« On n’a rien compris à la maladie, tant qu’on n’a pas reconnu son étrange ressemblance avec la guerre et l’amour : ses compromis, ses feintes, ses exigences, ce bizarre et unique amalgame produit par le mélange d’un tempérament et d’un mal » écrit Marguerite Yourcenar dans les Mémoires d’Hadrien.

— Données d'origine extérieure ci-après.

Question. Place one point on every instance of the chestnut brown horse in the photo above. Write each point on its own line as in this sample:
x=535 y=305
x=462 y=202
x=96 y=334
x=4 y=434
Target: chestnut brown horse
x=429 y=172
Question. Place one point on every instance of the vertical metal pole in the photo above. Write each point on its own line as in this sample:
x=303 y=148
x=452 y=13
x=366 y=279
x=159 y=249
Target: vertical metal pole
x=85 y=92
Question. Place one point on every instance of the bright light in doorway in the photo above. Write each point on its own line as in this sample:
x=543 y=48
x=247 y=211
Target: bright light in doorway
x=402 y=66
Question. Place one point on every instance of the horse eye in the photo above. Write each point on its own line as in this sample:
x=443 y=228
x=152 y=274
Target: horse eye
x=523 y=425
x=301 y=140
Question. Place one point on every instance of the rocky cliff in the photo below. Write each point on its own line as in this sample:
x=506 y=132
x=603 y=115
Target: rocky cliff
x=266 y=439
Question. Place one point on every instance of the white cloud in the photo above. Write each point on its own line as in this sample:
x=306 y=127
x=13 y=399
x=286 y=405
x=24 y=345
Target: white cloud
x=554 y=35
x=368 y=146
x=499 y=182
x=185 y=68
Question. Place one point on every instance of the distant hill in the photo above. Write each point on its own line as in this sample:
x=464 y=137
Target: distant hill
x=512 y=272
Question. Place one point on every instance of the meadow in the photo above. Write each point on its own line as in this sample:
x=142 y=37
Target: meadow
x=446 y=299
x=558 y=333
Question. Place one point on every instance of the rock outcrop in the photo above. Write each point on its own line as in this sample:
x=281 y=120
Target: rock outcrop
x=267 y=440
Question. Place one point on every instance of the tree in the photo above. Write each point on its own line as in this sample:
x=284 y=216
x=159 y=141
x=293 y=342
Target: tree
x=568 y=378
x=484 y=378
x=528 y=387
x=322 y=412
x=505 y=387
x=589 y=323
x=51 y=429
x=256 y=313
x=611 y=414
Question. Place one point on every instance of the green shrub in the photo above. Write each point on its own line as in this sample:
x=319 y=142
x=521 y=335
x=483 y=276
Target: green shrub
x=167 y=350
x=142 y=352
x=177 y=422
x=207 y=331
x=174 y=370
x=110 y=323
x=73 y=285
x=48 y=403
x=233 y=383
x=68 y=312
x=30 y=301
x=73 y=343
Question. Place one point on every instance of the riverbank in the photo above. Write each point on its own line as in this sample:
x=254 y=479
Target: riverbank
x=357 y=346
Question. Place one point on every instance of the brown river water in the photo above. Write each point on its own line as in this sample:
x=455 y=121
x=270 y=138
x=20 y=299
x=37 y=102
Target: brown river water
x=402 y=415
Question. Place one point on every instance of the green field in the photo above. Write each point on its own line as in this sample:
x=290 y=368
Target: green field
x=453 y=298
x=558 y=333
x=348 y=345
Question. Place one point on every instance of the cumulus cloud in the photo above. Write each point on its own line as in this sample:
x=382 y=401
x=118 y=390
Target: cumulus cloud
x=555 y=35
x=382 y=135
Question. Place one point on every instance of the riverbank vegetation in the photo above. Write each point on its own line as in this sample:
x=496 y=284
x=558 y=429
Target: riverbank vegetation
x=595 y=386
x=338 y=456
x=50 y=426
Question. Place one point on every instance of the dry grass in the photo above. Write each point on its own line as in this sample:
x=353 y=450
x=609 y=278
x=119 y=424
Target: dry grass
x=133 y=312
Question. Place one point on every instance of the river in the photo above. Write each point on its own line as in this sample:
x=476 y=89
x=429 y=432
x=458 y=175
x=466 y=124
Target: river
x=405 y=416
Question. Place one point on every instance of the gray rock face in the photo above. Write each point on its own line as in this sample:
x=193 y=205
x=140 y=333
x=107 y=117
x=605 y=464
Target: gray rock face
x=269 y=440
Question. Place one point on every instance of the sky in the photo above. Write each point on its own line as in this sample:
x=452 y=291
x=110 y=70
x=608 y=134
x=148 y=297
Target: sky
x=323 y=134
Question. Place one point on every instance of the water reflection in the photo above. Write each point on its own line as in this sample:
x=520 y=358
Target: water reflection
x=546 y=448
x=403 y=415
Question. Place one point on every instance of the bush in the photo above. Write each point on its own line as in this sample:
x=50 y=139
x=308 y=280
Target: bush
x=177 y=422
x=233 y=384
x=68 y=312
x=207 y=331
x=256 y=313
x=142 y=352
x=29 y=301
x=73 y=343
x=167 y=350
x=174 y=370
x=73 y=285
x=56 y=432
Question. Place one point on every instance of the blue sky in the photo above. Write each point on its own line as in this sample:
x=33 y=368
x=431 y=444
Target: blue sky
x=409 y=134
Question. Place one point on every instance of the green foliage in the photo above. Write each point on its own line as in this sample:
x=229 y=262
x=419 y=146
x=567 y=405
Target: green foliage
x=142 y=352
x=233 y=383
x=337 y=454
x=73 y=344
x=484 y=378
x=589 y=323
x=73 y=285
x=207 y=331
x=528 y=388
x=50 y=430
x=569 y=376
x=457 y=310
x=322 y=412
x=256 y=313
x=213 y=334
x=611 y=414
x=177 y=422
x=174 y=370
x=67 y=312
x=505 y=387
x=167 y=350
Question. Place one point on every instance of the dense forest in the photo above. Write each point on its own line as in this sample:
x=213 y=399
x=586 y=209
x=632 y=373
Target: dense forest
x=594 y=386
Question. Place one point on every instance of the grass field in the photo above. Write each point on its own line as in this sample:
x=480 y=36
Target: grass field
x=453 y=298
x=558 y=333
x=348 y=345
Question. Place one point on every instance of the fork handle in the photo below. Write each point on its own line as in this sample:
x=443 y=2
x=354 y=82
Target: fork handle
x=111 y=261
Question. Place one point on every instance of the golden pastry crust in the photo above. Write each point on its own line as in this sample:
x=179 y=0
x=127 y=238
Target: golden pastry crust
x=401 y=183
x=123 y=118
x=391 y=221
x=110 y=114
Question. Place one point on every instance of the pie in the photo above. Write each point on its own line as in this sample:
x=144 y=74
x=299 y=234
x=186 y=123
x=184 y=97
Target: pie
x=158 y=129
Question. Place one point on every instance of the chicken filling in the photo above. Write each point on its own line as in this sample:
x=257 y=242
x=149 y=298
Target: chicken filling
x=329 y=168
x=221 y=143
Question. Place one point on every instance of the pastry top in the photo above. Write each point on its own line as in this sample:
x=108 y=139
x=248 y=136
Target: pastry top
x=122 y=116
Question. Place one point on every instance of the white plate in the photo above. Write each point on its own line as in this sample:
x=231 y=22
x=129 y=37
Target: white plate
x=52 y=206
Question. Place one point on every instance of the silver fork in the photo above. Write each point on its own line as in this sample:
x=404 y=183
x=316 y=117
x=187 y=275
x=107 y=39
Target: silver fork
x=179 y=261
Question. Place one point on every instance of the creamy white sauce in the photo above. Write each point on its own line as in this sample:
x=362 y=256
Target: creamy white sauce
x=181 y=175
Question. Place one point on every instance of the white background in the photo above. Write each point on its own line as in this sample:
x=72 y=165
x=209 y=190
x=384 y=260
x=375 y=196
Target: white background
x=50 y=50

Pour aider à mieux connaître la pandémie de Covid-19, nous avons choisi non pas de faire le tour de ce que nous ne savons pas et qui serait très vaste, mais de ce que nous savons ou croyons savoir. Que nous apprennent les précédentes crises sanitaires pour la résolution de la crise actuelle ? Dans cette rubrique, Daniel Zajdenweber, Philippe Trainar et François-Xavier Albouy ont fait le tour de la littérature existante consacrée au risque et sélectionné quelques lectures qui nous permettent d’aller à l’essentiel parmi la multitude d’informations dans laquelle nous baignons depuis mars dernier.

Pour un regard historique sur les épidémies, Daniel Zajdenweber a choisi quelques sites et ouvrages récents francophones. Ceux-ci nous font remonter à la peste d’Athènes qui a tué Périclès et dont on ne sait pas très bien si c’était le typhus ou une fièvre typhoïde. Ils nous rappellent la peste et le choléra qui ont sévi pendant des centaines d’années et nous amènent jusqu’au sida et aux grippes, notamment la grippe espagnole de 1918 ou la grippe de Hong Kong de 1968 redécouvertes à l’occasion de cette crise.

Pour les modèles de pandémie, Daniel Zajdenweber nous présente un livre et des sites qui expliquent de manière pédagogique, y compris au néophyte, les modèles de propagation des épidémies et leur histoire, avec les désormais classiques modèles compartimentaux de type SIR1, mais aussi les modèles de percolation qui s’appliquent également au feu ou à l’écologie.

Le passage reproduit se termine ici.